By Nestor Rojas
HAVANA TIMES — On Sunday, Venezuelans will cast their votes to renew the 167 seats at the country’s National Assembly (Congress), in the legislative elections where government forces face the greatest challenge of the past decade, DPA reported.
More than 19 million voters are registered to vote in the country’s 87 electoral districts. A total of 113 representatives will be selected individually, while 51 will be voted for as part of a bloc. Three indigenous representatives are candidates.
The Chavista government (taking its name from the late Hugo Chavez) has maintained a majority at Congress since 2005, when the opposition boycotted the elections and withdrew, claiming it did not trust the National Electoral Council (CNE).
In 2010, the opposition returned to Congress but was annulled by the pro-government majority headed by Diosdado Cabello.
The government’s electoral campaign has been tarnished by acts of violence against the opposition, including an incident last week in the locality of Altagracia, state of Guarico, where the leader of opposition party Accion Democratica was gunned down.

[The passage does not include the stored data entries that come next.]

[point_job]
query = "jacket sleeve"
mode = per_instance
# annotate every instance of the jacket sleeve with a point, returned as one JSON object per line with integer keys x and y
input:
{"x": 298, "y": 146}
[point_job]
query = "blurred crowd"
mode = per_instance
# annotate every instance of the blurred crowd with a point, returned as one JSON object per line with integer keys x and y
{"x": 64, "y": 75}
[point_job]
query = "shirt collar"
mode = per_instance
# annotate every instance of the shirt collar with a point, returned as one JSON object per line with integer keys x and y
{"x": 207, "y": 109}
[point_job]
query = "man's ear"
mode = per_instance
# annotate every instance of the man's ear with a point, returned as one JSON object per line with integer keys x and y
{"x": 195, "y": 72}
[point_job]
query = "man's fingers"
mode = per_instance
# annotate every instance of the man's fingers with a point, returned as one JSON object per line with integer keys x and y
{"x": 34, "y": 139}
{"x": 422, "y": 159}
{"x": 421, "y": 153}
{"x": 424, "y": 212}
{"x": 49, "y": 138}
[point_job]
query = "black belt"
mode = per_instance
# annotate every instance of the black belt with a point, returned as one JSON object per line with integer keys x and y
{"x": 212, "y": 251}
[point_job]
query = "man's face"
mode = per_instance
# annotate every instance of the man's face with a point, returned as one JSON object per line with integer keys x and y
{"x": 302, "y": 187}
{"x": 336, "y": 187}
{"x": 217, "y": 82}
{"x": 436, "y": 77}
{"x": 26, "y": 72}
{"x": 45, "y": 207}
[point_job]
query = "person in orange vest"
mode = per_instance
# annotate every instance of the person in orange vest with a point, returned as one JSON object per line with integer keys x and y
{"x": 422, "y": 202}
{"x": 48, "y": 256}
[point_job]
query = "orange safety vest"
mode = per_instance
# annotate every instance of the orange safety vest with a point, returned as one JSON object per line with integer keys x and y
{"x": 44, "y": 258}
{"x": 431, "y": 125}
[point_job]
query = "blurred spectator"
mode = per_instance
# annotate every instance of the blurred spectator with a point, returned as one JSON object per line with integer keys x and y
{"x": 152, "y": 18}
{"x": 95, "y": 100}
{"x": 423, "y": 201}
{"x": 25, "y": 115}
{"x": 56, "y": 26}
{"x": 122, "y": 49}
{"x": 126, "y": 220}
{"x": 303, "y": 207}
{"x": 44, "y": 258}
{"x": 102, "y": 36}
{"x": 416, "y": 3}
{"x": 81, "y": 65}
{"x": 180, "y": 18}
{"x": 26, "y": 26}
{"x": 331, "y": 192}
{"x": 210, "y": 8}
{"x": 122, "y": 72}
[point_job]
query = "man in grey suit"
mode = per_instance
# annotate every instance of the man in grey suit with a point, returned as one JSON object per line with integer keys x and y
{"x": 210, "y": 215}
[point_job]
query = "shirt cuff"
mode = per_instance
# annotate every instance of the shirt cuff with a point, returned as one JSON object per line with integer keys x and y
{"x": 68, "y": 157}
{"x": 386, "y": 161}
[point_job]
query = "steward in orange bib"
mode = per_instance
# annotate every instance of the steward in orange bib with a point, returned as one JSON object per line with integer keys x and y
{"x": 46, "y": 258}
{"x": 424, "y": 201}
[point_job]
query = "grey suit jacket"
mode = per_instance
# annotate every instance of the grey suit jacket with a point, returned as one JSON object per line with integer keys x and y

Most polls announce that the opposition has a 20 to 25 point advantage in terms of vote, in the midst of mass discontent over product shortages and an inflation rate that, according to independent studies, was higher than 150 percent this year.
During the campaign, President Nicolas Maduro acknowledged that these will be the toughest elections the government has faced in 16 years and, during the two-week campaign, he made several appearances to support his candidates at official functions.
Maduro warned that he would not hand over the Bolivarian revolution in the event of an electoral defeat and alerted that a National Assembly controlled by the opposition would mean the end of social programs for Venezuela’s underprivileged.
“If the right takes over the National Assembly, we won’t be taking anything back. I won’t hand myself over under any circumstance, but, if any negative circumstance arose, I would take to the streets with the people, as I’ve always done, and the revolution would enter a new stage. Don’t expect to see a coward, expect to see the courageous son of Chavez, on the streets, next to the people,” he stated.
During his visit to Barinas, the place of birth of Hugo Chavez, the president mocked the polls and the optimism shown by the opposition.
“They continue to make fools of themselves. They say they’ve already won, that the polls say so. I’ve won, the polls say so, that’ what they say. You have to win down here, you bourgeois parasites, the people are down here, on the street,” he declared.
The opposition’s Mesa de Unidad Democratica (MUD) said it hopes December 6 will mark the beginning of a new political era.
According to the MUD executive secretary, Jesus Torrealba, the coalition’s legislative program will begin by passing an amnesty law for political prisoners, which include leader Leopoldo Lopez and students detained and tried for protests against the government last year.
The opposition also plans to implement laws to increase salaries, in response to the damage caused by inflation and the devaluation of the currency, as well as additional measures to incentivize production nationwide.
The CNE did not authorize international oversight by the OAS and EU for the elections and only approved an “accompanying” electoral mission headed by former Dominican President Leonel Fernandez.